A new survey from the International Food Information Council has taken an extensive look at what Americans are eating and why and how consumers feel about their health. This week I’ll reveal some of the findings and offer some simple tips for overcoming the most common barriers to healthy eating and weight control.
First up: calories.
The report found that just 12 percent of those surveyed were able to accurately estimate the number of daily calories they need per day for their age, height, weight, and physical activity. Of those who said they’re trying to lose or maintain weight, only 19 percent keep track of their calories, and nearly half said they did not know how many calories they burn in a day. And when it comes to calories eaten versus calories burned, over 50% don’t make an effort to balance the two.
Fortunately there are online calculators to help, including some tools right here at Shape.com. Here’s the calorie burn tool:
As for calorie needs, here is one I like from the Mayo Clinic – if you’re trying to lose weight I recommend entering your weight goal rather than your current weight. That means the number generated is the amount needed to get you to and keep you at your goal:
Another quick and easy rule of thumb is this: if your activity level is fairly low you can aim for about 10 calories per pound based on your ideal weight or goal. So if you weigh 175 for example and you want to weigh 150 pounds, you can aim for about 1,500 calories per day. That would be five 300 calorie meals or snacks.

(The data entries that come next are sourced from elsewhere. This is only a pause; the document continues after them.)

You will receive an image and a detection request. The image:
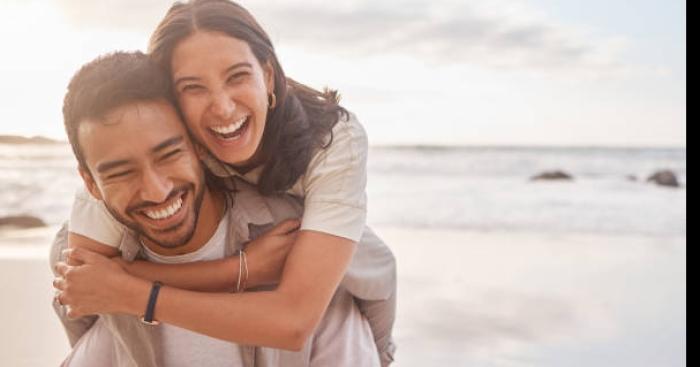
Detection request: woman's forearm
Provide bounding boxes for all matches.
[112,233,354,350]
[122,256,239,292]
[119,277,310,350]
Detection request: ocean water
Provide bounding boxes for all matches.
[0,144,686,237]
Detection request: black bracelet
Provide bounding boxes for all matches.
[141,280,163,325]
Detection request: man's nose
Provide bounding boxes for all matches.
[141,168,173,203]
[211,90,236,119]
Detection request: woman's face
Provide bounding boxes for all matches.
[171,31,274,166]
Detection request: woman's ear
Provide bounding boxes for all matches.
[78,167,102,200]
[263,61,275,94]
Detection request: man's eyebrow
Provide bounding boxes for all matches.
[151,135,185,154]
[97,159,129,173]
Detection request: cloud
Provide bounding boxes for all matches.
[54,0,628,74]
[253,0,627,73]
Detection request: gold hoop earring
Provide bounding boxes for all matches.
[267,93,277,110]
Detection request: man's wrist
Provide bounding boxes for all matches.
[117,275,152,316]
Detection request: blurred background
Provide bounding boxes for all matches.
[0,0,687,367]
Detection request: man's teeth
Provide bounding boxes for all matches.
[210,116,248,135]
[144,198,182,220]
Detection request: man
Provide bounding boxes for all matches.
[47,53,379,367]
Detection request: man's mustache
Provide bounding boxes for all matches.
[126,184,192,213]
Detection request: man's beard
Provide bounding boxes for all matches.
[104,184,204,248]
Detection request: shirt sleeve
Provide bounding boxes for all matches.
[301,114,367,242]
[68,188,125,248]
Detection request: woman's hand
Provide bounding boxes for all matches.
[245,219,300,287]
[53,248,139,318]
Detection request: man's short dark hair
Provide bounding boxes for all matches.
[63,51,176,169]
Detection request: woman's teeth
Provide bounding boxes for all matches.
[210,116,248,138]
[144,198,182,220]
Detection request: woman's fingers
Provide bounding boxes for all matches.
[54,261,70,277]
[53,277,66,294]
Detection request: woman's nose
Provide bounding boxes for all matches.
[211,91,236,119]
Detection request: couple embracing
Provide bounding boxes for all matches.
[51,0,396,367]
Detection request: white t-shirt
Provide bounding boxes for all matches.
[143,215,243,367]
[68,114,368,247]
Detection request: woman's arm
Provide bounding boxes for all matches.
[55,231,355,350]
[68,219,299,292]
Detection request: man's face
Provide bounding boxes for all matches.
[78,101,206,248]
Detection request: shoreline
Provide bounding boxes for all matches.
[0,226,686,367]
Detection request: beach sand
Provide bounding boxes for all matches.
[0,228,686,367]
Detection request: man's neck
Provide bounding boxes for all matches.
[141,187,226,256]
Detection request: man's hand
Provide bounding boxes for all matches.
[53,248,139,318]
[245,219,300,287]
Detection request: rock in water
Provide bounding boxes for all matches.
[530,171,574,181]
[0,215,46,228]
[647,170,680,187]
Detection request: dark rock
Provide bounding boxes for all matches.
[530,171,574,181]
[647,170,680,187]
[0,215,46,228]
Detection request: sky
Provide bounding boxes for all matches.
[0,0,686,147]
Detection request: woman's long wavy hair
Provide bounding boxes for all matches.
[149,0,348,195]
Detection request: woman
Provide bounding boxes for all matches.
[57,0,395,365]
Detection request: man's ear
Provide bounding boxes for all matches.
[78,166,102,200]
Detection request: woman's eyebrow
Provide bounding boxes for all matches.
[224,61,253,74]
[173,61,253,86]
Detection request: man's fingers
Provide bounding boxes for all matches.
[53,261,70,276]
[267,219,301,235]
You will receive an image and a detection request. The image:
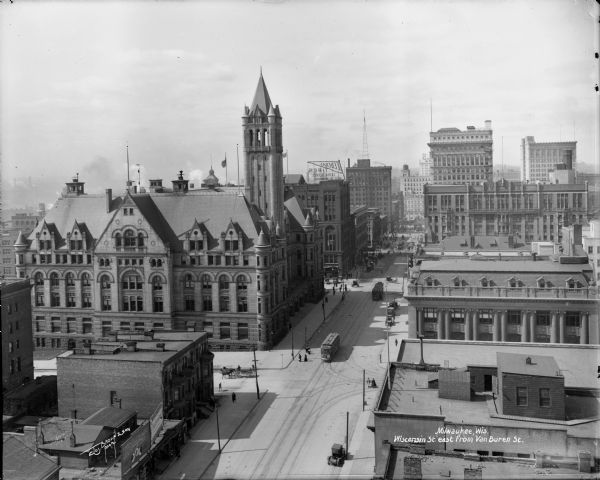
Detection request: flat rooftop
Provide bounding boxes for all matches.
[496,352,562,377]
[398,339,600,388]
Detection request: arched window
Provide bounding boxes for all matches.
[65,272,76,307]
[202,274,212,312]
[50,273,60,307]
[81,272,92,308]
[152,275,163,312]
[121,274,144,312]
[100,275,112,311]
[236,276,248,312]
[35,272,45,307]
[123,230,136,248]
[219,275,229,312]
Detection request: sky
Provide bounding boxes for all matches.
[0,0,599,208]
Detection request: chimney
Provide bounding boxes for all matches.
[106,188,112,213]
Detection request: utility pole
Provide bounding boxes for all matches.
[346,412,350,457]
[363,369,365,412]
[387,328,392,393]
[252,348,260,400]
[215,402,221,453]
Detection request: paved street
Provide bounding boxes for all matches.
[161,255,407,479]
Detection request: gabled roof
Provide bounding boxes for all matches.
[28,195,123,244]
[250,71,272,115]
[131,194,181,251]
[81,407,136,428]
[2,433,60,480]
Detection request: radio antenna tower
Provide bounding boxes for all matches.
[362,110,369,158]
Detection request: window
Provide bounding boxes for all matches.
[236,277,248,312]
[152,276,163,312]
[238,323,248,340]
[219,275,229,312]
[81,318,92,333]
[540,388,551,407]
[517,387,527,407]
[100,275,112,311]
[219,322,231,339]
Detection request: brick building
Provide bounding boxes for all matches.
[424,180,588,243]
[404,257,600,344]
[427,120,494,185]
[497,352,565,420]
[15,75,323,350]
[521,137,577,183]
[56,331,214,422]
[286,176,356,275]
[0,280,33,392]
[346,158,392,231]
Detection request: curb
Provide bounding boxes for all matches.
[196,389,269,480]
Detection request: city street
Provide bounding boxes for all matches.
[161,255,407,479]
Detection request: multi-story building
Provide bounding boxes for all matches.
[0,280,33,393]
[424,181,588,243]
[400,165,431,220]
[286,176,356,276]
[0,203,46,280]
[351,205,369,266]
[521,137,577,186]
[427,120,494,185]
[346,158,392,228]
[404,257,600,344]
[15,75,323,350]
[582,220,600,284]
[56,331,214,419]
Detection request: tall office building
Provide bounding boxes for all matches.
[15,75,323,350]
[346,158,393,228]
[427,120,494,185]
[521,137,577,186]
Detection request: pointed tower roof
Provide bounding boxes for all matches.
[256,228,269,247]
[250,69,272,114]
[14,230,27,247]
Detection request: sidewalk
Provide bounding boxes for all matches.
[156,387,269,480]
[213,290,342,372]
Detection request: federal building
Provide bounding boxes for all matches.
[14,73,323,350]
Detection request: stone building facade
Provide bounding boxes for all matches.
[404,257,600,345]
[15,75,323,350]
[427,120,494,185]
[424,180,588,243]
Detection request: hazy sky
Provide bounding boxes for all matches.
[0,0,598,207]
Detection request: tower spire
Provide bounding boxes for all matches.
[362,110,369,158]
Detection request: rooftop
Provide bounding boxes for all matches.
[398,339,600,388]
[2,433,60,480]
[496,352,562,377]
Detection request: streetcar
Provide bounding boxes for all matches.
[371,282,383,300]
[321,332,340,362]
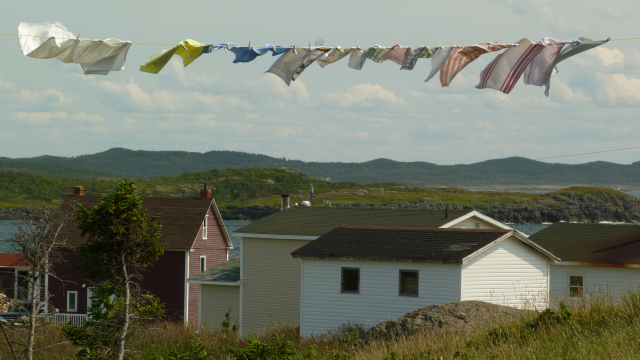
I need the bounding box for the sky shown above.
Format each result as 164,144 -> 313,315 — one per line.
0,0 -> 640,165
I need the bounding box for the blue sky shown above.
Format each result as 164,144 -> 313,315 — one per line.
0,0 -> 640,164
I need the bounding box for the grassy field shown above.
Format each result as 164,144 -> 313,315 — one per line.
0,293 -> 640,360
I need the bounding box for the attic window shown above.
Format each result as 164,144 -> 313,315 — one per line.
202,215 -> 209,240
340,268 -> 360,294
400,270 -> 418,296
569,275 -> 584,298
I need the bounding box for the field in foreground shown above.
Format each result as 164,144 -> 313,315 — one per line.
0,293 -> 640,360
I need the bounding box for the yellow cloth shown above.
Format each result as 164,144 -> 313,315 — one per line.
140,39 -> 205,74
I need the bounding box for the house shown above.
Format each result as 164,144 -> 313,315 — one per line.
204,207 -> 526,335
291,225 -> 559,336
531,223 -> 640,303
48,187 -> 233,324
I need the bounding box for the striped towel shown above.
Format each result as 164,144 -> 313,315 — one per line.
440,42 -> 513,87
476,38 -> 544,94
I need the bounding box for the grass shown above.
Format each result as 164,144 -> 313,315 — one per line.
0,293 -> 640,360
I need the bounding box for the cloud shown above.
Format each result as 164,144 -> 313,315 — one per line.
324,84 -> 406,107
597,74 -> 640,106
587,46 -> 624,66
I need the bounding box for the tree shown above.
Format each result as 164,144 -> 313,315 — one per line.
69,180 -> 164,360
7,208 -> 72,360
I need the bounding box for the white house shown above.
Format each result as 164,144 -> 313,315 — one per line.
291,226 -> 560,336
531,223 -> 640,303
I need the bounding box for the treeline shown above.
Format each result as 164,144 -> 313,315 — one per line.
8,148 -> 640,186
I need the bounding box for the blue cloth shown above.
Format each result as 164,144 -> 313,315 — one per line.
229,44 -> 289,63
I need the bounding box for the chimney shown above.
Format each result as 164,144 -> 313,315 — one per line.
280,195 -> 289,210
200,184 -> 211,199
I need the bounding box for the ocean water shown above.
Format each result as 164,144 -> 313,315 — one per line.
0,220 -> 251,259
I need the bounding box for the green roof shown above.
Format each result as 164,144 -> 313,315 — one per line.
529,223 -> 640,264
188,257 -> 240,282
236,207 -> 473,236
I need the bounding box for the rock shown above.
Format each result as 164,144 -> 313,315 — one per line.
365,301 -> 536,342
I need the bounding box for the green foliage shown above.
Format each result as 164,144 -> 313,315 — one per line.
62,283 -> 164,359
159,338 -> 213,360
73,180 -> 165,282
226,336 -> 296,360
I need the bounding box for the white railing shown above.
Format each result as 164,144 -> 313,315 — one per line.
50,314 -> 87,326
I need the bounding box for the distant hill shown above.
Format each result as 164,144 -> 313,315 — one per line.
8,148 -> 640,187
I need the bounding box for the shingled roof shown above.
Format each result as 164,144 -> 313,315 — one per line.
236,207 -> 473,236
530,223 -> 640,264
60,195 -> 233,251
291,225 -> 558,264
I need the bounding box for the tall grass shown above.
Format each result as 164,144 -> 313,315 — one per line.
0,292 -> 640,360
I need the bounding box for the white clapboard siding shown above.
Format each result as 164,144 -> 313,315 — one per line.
550,264 -> 640,304
462,237 -> 550,309
300,260 -> 460,336
200,284 -> 240,330
241,238 -> 309,336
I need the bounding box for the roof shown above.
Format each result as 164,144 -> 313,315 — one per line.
60,195 -> 233,250
187,257 -> 240,284
236,207 -> 473,236
530,223 -> 640,264
291,225 -> 513,264
0,253 -> 25,267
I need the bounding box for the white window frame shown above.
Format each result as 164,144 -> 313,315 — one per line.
67,291 -> 78,312
200,255 -> 207,272
567,274 -> 587,299
202,214 -> 209,240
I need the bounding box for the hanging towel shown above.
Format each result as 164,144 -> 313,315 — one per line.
382,44 -> 409,65
317,46 -> 355,67
140,39 -> 207,74
476,38 -> 544,94
544,37 -> 611,97
400,46 -> 437,70
522,37 -> 565,86
440,42 -> 513,87
266,45 -> 311,85
349,49 -> 369,70
18,22 -> 131,75
424,47 -> 453,82
367,45 -> 391,63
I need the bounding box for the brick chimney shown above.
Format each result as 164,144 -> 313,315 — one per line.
200,184 -> 211,199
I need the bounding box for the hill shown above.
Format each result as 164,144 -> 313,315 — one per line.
8,148 -> 640,187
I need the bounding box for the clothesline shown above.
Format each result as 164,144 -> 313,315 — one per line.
6,22 -> 640,96
0,32 -> 640,50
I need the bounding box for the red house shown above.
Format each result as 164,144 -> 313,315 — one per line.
46,186 -> 233,325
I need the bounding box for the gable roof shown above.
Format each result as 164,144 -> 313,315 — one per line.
530,223 -> 640,264
60,195 -> 233,250
291,225 -> 557,264
234,207 -> 472,237
187,257 -> 240,285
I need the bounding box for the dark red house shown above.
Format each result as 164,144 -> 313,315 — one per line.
48,186 -> 233,325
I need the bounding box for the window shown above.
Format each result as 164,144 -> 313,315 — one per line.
400,270 -> 418,296
569,275 -> 584,297
202,215 -> 209,240
340,268 -> 360,294
67,291 -> 78,312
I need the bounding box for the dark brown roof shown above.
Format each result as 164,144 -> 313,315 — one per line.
237,207 -> 473,236
60,195 -> 232,250
530,223 -> 640,264
291,225 -> 512,264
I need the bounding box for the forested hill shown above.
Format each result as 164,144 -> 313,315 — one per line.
8,148 -> 640,186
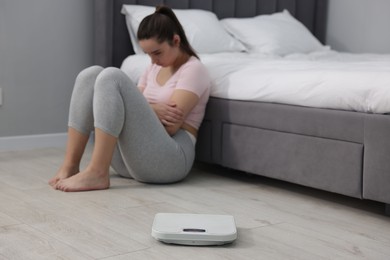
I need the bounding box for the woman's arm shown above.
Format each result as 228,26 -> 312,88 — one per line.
162,89 -> 199,136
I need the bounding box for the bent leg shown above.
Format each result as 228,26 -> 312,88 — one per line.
55,128 -> 116,191
49,66 -> 103,187
94,68 -> 194,183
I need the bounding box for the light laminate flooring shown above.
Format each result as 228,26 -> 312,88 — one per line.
0,145 -> 390,260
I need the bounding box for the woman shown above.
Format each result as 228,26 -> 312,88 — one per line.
49,6 -> 210,191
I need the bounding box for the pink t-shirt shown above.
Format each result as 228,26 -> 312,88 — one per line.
138,56 -> 211,129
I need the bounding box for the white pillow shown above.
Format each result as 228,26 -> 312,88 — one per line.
221,10 -> 325,55
122,5 -> 245,54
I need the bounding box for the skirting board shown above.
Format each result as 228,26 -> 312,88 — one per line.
0,133 -> 67,152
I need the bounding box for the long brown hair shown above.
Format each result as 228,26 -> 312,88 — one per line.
137,5 -> 199,59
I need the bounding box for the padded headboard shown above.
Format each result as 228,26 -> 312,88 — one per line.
94,0 -> 328,67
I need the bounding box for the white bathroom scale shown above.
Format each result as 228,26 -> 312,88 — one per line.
152,213 -> 237,246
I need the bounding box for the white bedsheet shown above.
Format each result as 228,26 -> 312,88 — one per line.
121,50 -> 390,113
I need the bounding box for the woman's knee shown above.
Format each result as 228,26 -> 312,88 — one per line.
95,67 -> 132,87
76,65 -> 103,84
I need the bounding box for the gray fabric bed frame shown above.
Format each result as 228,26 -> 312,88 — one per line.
94,0 -> 390,213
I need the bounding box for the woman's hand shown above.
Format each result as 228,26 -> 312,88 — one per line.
151,102 -> 184,126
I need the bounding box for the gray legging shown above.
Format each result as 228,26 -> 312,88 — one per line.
69,66 -> 195,183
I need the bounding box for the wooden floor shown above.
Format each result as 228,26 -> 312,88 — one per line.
0,145 -> 390,260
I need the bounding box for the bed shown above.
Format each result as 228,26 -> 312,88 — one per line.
95,0 -> 390,214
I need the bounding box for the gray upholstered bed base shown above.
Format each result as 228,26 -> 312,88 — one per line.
95,0 -> 390,214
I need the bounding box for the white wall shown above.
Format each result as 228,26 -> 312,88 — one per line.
0,0 -> 93,137
327,0 -> 390,53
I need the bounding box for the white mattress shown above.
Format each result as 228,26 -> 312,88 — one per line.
121,50 -> 390,113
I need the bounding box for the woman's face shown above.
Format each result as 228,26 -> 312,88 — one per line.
139,35 -> 180,67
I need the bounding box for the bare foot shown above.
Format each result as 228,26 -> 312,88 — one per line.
54,168 -> 110,192
49,166 -> 80,188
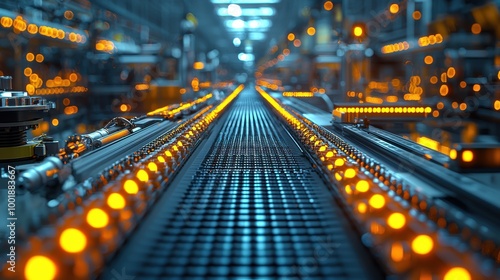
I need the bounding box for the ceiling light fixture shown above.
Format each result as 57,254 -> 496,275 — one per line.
233,38 -> 241,47
217,7 -> 276,17
227,4 -> 241,17
212,0 -> 281,5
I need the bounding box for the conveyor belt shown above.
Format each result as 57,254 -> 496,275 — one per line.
101,90 -> 380,279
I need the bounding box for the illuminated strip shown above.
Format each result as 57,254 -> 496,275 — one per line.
283,91 -> 314,97
256,87 -> 480,279
147,93 -> 213,116
13,85 -> 244,279
332,104 -> 432,123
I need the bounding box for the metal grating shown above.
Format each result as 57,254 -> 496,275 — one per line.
102,91 -> 382,279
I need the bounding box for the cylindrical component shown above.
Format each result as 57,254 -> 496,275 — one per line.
19,157 -> 63,192
0,76 -> 12,90
97,129 -> 130,146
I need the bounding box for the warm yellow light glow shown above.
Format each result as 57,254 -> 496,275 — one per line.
470,23 -> 481,35
24,256 -> 57,280
353,26 -> 363,37
368,194 -> 385,209
344,168 -> 356,179
412,11 -> 422,20
446,67 -> 456,79
424,55 -> 434,64
356,180 -> 370,192
323,1 -> 333,11
493,100 -> 500,111
387,213 -> 406,229
123,179 -> 139,194
443,267 -> 472,280
107,193 -> 125,210
450,149 -> 457,159
64,10 -> 74,20
391,242 -> 404,262
193,61 -> 205,70
439,85 -> 449,96
411,234 -> 434,255
59,228 -> 87,253
26,53 -> 35,62
358,202 -> 368,214
136,169 -> 149,182
307,26 -> 316,36
87,208 -> 109,228
462,150 -> 474,162
146,162 -> 158,172
35,54 -> 45,63
335,158 -> 345,166
389,4 -> 399,14
24,67 -> 33,77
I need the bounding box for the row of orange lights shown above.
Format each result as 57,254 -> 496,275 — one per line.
0,16 -> 87,44
14,85 -> 243,280
257,87 -> 472,280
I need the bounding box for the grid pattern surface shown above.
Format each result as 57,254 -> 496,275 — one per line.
104,92 -> 376,279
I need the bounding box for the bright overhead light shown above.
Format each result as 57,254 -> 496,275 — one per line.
227,4 -> 241,17
211,0 -> 281,5
226,19 -> 245,29
233,38 -> 241,47
248,32 -> 266,41
238,53 -> 255,61
225,19 -> 272,30
217,4 -> 276,17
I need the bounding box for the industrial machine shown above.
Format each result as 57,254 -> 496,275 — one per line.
0,0 -> 500,280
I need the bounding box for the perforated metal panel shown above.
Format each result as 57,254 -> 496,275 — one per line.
102,91 -> 377,279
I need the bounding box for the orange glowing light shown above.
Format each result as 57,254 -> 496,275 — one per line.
387,213 -> 406,229
439,85 -> 449,96
123,179 -> 139,194
446,67 -> 456,79
136,169 -> 149,182
24,255 -> 57,280
462,150 -> 474,162
59,228 -> 87,253
353,26 -> 363,37
26,53 -> 35,62
323,1 -> 333,11
356,180 -> 370,192
470,23 -> 481,35
87,208 -> 109,228
424,55 -> 434,64
389,4 -> 399,14
411,234 -> 434,255
412,11 -> 422,20
107,193 -> 125,210
307,26 -> 316,36
443,267 -> 472,280
368,194 -> 385,209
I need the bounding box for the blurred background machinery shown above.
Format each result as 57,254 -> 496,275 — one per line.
0,0 -> 500,280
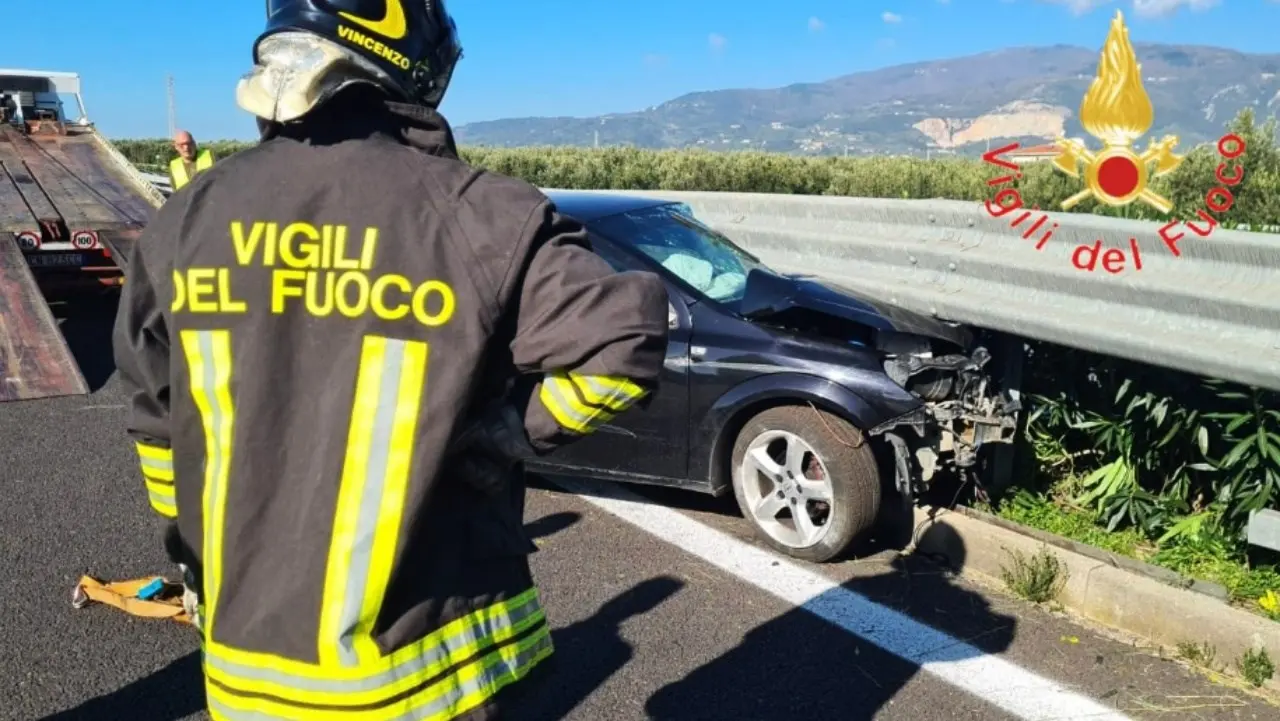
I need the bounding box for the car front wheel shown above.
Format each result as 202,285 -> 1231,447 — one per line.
732,406 -> 881,562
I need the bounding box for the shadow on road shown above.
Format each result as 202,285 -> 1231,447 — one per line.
645,526 -> 1016,721
47,288 -> 120,392
526,473 -> 742,517
504,576 -> 686,721
525,511 -> 582,539
40,652 -> 205,721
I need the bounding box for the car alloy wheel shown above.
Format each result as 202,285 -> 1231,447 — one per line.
728,403 -> 883,562
739,430 -> 835,548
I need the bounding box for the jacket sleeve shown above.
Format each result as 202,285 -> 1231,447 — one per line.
113,225 -> 178,519
508,202 -> 667,453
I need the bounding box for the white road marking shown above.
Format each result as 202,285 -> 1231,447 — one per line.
549,476 -> 1132,721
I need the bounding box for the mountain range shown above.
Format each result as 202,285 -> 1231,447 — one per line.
456,44 -> 1280,155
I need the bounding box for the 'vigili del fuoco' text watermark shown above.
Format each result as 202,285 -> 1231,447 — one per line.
982,12 -> 1244,274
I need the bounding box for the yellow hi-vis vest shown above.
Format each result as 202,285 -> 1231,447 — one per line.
169,150 -> 214,190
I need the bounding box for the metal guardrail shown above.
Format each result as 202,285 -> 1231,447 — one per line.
568,191 -> 1280,391
93,129 -> 169,207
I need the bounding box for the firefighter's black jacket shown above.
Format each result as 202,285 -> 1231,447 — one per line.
115,85 -> 667,720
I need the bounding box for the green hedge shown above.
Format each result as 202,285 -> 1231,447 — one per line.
116,110 -> 1280,553
116,110 -> 1280,227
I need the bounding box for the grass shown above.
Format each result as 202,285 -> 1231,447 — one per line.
1000,548 -> 1068,603
984,479 -> 1280,621
1236,648 -> 1276,688
1178,640 -> 1217,671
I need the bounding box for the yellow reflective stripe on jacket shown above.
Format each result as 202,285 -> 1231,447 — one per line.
539,370 -> 645,434
205,588 -> 553,721
182,330 -> 236,636
169,150 -> 214,190
317,336 -> 430,666
134,442 -> 178,519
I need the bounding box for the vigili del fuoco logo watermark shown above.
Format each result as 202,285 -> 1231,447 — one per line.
982,12 -> 1244,274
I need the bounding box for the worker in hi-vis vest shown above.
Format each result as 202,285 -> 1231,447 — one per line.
114,0 -> 667,721
169,131 -> 214,191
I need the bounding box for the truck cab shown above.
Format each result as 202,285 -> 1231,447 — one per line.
0,68 -> 91,134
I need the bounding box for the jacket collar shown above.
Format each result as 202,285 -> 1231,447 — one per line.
383,101 -> 458,158
257,85 -> 458,158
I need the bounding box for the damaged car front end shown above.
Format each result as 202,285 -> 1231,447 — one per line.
868,333 -> 1021,497
741,270 -> 1021,498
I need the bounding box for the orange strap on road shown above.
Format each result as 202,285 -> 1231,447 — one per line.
72,576 -> 191,624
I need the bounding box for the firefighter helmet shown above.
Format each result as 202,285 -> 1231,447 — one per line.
253,0 -> 462,108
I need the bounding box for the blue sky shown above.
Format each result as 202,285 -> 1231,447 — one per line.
0,0 -> 1280,140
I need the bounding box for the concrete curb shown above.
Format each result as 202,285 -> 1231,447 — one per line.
914,508 -> 1280,692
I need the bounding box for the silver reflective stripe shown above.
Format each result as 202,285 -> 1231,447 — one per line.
543,375 -> 613,433
209,629 -> 552,721
338,338 -> 406,666
205,589 -> 541,693
192,330 -> 230,633
138,456 -> 173,474
570,373 -> 639,412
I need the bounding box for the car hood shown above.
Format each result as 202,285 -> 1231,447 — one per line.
739,269 -> 973,348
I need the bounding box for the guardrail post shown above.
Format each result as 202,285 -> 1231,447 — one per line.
1247,510 -> 1280,551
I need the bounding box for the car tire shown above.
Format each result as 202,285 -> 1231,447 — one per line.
730,405 -> 882,562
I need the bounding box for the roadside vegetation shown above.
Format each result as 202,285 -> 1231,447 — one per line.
116,110 -> 1280,619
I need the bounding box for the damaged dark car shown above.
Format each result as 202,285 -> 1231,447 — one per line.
530,191 -> 1020,561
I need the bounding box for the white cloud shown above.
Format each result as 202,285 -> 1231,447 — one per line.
1041,0 -> 1222,18
1133,0 -> 1221,18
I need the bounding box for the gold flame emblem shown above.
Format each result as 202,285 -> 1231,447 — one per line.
1053,12 -> 1183,213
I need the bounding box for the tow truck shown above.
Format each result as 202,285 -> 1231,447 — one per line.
0,69 -> 164,402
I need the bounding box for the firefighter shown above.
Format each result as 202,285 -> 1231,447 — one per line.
169,131 -> 214,191
114,0 -> 667,721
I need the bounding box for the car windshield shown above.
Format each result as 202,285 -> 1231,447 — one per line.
594,204 -> 765,304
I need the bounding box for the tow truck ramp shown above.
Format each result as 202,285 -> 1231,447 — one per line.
0,69 -> 164,402
0,242 -> 88,402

I don’t think counting calories all day long is practical, but knowing the ballpark is important when you read labels on foods or go online to check the calorie information at restaurants where you eat at often. For example, a 16 oz bottle of orange juice and a muffin pack over 600 calories. If you didn’t have a framework for putting that number in perspective, you probably wouldn’t know that it’s too much for one meal.
Do you think you over (or under) estimate your calorie needs? Do you think of your daily calorie intake and output as a seesaw with a goal of striking a balance? Do you pay attention to the calorie info on food labels or menus and put in perspective with your personal “budget”? Please share your questions and thoughts!